Le tempérament de l’enfant doit beaucoup influer sur le choix de la nourrice. Il faut, autant qu’on le peut, le lui assimiler.

Le tempérament trop vif d’une nourrice, ne convient nullement à un enfant doux & tranquille ; il faut lui donner une nourrice dont le tempérament ait la même trempe.

Quant à la nature du lait, nous avons déjà parlé de ses bonnes ou mauvaises qualités. (Consultez ce mot)

Mais une des conditions le plus essentielles d’une nourrice, est la bonne conformation de sa poitrine qui doit être large, ample, charnue & nullement voûtée ni resserrée, peu sujette à contracter des fluxions.

Ses mamelles doivent être médiocrement fermes & charnues, exemptes de toute dureté, assez amples pour contenir une suffisante quantité de lait, sans être néanmoins excessivement grosses, pointues vers le mamelon, & à peu près configurées comme celles d’une chèvre.

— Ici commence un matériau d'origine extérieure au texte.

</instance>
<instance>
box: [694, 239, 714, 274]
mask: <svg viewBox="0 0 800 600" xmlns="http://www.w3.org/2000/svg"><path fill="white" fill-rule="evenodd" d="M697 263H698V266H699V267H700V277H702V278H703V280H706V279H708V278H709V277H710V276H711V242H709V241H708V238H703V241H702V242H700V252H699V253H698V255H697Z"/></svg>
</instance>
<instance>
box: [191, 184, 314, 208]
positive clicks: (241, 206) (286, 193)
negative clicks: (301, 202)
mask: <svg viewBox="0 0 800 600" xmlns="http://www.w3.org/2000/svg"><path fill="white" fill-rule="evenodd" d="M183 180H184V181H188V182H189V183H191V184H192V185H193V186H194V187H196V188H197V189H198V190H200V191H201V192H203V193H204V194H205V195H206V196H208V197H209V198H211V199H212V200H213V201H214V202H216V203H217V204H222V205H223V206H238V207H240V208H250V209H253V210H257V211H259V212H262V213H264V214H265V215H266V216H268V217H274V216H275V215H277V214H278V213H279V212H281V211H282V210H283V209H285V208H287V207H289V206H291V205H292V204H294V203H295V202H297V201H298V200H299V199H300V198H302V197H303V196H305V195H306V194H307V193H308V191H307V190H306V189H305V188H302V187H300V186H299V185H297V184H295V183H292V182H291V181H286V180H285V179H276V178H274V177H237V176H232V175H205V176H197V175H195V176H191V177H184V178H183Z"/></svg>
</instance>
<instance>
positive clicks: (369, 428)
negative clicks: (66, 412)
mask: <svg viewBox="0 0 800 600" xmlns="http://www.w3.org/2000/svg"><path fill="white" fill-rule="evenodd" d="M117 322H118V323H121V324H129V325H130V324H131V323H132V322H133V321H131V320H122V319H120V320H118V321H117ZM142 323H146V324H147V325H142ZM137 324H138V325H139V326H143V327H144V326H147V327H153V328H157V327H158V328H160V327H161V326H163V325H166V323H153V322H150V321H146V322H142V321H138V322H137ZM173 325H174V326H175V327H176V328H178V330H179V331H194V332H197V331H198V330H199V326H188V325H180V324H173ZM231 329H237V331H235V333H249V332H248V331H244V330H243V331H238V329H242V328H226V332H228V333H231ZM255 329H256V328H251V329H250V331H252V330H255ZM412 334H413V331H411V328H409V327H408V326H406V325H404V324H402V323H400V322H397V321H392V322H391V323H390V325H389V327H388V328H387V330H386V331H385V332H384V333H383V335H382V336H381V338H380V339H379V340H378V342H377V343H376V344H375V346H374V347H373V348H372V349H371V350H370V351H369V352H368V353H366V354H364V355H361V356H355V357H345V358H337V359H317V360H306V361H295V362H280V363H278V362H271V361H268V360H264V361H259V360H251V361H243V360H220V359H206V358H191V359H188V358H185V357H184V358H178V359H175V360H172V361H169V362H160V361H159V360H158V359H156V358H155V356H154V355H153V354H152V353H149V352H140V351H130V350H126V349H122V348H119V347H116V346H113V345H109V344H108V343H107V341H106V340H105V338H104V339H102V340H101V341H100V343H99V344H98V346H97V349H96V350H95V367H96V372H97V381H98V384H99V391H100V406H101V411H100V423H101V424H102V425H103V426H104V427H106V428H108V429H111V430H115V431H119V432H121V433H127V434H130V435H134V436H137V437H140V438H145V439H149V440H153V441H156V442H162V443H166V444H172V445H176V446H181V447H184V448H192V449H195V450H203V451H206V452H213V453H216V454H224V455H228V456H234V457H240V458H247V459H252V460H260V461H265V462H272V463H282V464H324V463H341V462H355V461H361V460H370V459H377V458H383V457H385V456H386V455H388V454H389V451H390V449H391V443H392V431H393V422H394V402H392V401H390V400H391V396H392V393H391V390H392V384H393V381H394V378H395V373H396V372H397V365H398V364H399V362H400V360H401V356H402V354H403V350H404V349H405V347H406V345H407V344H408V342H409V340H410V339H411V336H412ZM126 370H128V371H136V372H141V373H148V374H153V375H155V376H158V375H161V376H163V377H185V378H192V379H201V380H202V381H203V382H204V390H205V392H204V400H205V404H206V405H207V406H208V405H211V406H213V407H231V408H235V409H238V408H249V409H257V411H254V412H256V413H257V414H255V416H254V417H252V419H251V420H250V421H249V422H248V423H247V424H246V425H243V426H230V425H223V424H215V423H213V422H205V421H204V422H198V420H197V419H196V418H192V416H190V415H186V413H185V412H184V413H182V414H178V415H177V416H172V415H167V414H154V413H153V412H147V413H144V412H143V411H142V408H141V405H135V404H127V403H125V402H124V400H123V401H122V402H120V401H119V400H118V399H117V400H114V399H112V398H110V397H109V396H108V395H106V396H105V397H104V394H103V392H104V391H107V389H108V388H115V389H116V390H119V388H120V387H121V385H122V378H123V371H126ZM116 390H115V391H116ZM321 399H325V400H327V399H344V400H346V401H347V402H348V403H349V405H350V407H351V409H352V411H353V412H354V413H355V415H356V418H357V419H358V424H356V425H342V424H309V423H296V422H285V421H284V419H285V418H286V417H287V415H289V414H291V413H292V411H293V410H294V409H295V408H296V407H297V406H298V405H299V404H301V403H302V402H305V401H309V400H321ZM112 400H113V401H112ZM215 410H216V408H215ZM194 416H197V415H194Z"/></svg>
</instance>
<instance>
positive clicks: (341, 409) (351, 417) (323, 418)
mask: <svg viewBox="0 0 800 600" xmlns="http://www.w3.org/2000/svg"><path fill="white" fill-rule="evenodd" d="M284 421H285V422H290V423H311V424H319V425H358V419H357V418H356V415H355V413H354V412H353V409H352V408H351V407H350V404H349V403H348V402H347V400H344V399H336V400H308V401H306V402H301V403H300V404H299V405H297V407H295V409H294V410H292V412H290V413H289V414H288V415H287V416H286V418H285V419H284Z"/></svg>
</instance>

Brouzet prétend que, pour que les mamelles des femmes soient bien placées, il faut qu’il y ait autant d’espace de l’un des mamelons, à l’autre, qu’il y en a depuis le mamelon jusqu’au milieu de la fossette des clavicules, en sorte que ces trois points fassent un triangle. Les bouts des mamelles ne doivent être ni trop gros, ni durs, ni calleux, ni enfoncés. Il faut, au contraire, qu’ils soient un peu élevés, de grosseur & fermeté médiocres, & percés de plusieurs trous, afin que l’enfant n’ait point trop de peine en les suçant & en les pressant avec sa bouche.

Quant aux mœurs, le célèbre Jean-Jacques veut qu’elle soit aussi saine du cœur que du corps. L’intempérie des passions peut, comme celle des humeurs, altérer son lait : de plus, ajoute-t-il, s’en tenir uniquement au physique ce n’est voir que la moitié de l’objet. Le lait peut être bon, & la nourrice mauvaise ; un bon caractère est aussi essentiel qu’un bon tempérament. Si l’on prend une femme vicieuse, il ne dit pas que son nourrisson contractera ses vices, mais il en pâtira. Ne lui doit-elle pas avec son lait, des soins qui demandent du zèle, de la patience, de la douceur, de la propreté ? Si elle est gourmande, intempérante, elle aura bientôt gâté son lait ; si elle est négligente ou emportée, que va devenir à sa merci, un pauvre malheureux qui ne peut ni se défendre ni se plaindre.

Il faut de plus, que la nourrice vive plus commodément qu’auparavant ; qu’elle prenne des alimens un peu plus substantiels, mais non qu’elle change tout-à-fait de manière de vivre ; car un changement prompt & total, même de mal en mieux, est toujours dangereux pour la santé ; & puisque son régime ordinaire l’a rendu ou laissé saine & bien constituée, à quoi bon lui en faire changer. M. AMI.